Sunday, August 24, 2008

the art of memory by frances a yates


In this classic study of how people learned to retain vast stores of knowledge before the invention of the printed page, Frances A. Yates' The Art of Memory traces the art of memory from its treatment by Greek orators, through its Gothic transformations in the Middle Ages, to the occult forms it took in the Renaissance, and finally to its use in the seventeenth century. This book, the first to relate the art of memory to the history of culture as a whole, was revolutionary when it first appeared and continues to mesmerize readers with its lucid and revelatory insights.

Yates' illumination of the profound relationship between the scientific method and earlier attempts at mastering the universe by magical means, that stands out as a single, most important aspect of the book.

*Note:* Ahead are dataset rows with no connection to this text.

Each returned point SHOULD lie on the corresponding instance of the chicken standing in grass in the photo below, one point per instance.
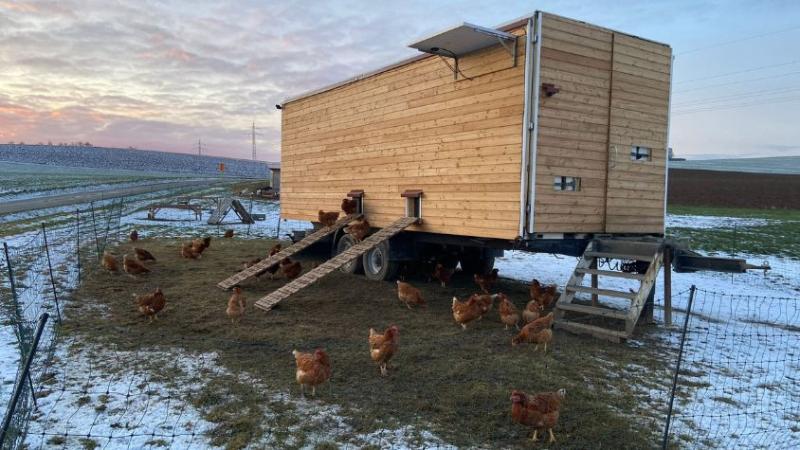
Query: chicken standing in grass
(409, 295)
(539, 411)
(151, 304)
(313, 369)
(509, 314)
(537, 332)
(133, 267)
(466, 311)
(109, 262)
(486, 282)
(236, 305)
(383, 346)
(143, 255)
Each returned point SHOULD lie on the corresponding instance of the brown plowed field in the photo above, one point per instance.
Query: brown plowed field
(733, 189)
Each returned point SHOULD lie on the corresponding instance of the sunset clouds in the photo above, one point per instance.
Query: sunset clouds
(161, 75)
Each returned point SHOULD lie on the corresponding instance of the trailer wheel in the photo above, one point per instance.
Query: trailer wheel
(354, 266)
(476, 261)
(377, 265)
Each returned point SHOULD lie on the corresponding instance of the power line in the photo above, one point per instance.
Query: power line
(734, 41)
(753, 69)
(729, 83)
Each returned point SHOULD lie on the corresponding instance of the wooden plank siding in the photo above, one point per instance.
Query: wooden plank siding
(414, 127)
(613, 93)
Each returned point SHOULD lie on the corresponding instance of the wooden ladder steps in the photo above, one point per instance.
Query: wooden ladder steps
(316, 236)
(595, 311)
(612, 273)
(609, 255)
(268, 302)
(607, 292)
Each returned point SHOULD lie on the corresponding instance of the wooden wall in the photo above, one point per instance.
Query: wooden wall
(614, 92)
(413, 127)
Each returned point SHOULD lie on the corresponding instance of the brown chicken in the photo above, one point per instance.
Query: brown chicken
(532, 311)
(188, 252)
(537, 332)
(349, 205)
(443, 274)
(151, 304)
(509, 314)
(143, 255)
(359, 229)
(109, 262)
(545, 295)
(291, 269)
(485, 302)
(383, 346)
(327, 219)
(409, 295)
(236, 305)
(466, 311)
(313, 369)
(133, 267)
(485, 282)
(539, 412)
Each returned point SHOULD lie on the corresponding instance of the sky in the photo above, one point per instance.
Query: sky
(161, 75)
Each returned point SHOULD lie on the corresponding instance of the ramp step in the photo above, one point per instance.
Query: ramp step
(593, 310)
(608, 292)
(611, 273)
(269, 302)
(288, 251)
(598, 332)
(648, 258)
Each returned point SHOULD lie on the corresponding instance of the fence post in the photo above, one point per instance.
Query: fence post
(78, 242)
(692, 291)
(94, 227)
(50, 268)
(24, 375)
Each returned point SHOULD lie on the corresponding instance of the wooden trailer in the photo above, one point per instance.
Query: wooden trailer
(545, 134)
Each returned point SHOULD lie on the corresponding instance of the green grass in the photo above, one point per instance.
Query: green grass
(780, 236)
(454, 383)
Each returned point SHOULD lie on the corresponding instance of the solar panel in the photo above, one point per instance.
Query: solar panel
(462, 39)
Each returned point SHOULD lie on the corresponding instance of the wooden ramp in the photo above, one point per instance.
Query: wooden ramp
(225, 206)
(268, 302)
(645, 253)
(288, 251)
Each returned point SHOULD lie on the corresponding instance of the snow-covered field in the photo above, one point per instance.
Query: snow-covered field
(734, 326)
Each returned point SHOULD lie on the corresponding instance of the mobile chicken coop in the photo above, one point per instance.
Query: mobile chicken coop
(544, 134)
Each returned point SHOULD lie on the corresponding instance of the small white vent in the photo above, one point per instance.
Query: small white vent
(639, 153)
(567, 184)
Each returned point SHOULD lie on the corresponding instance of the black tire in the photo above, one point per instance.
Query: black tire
(377, 265)
(475, 261)
(354, 266)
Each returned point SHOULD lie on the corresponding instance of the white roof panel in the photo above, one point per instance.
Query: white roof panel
(461, 40)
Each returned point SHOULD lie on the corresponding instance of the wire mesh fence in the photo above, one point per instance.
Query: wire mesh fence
(739, 380)
(737, 387)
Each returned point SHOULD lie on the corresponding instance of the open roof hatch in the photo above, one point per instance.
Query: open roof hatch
(464, 39)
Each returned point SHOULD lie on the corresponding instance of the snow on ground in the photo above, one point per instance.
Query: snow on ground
(710, 222)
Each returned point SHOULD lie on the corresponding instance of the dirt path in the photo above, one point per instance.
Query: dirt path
(53, 201)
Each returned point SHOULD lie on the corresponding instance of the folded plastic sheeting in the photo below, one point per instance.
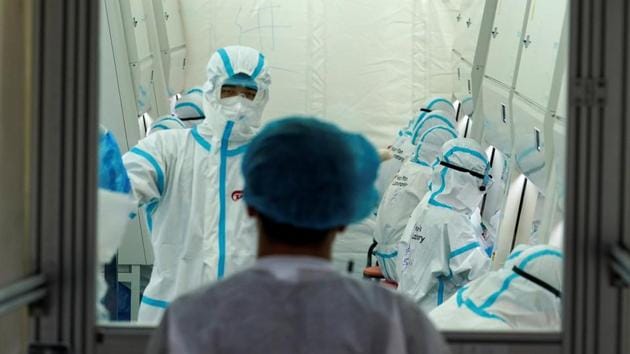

Francis Yates has created a detailed examination of memory techniques and their evolution over the course of generations. Beginning in ancient Greece and continuing through the Middle Ages, Yates shows how the art of remembering began as a sort of parlor trick and developed into an important skill in both religion and the occult.

In fact, this book has taken me in many different directions regarding memory: Loci, mnemonics, mnemotechnics, history, mysticism, magic, mathematics, Egyptology, alchemy. This book is very special because of the implications that a "art of memory" has on our history, and I believe in our future.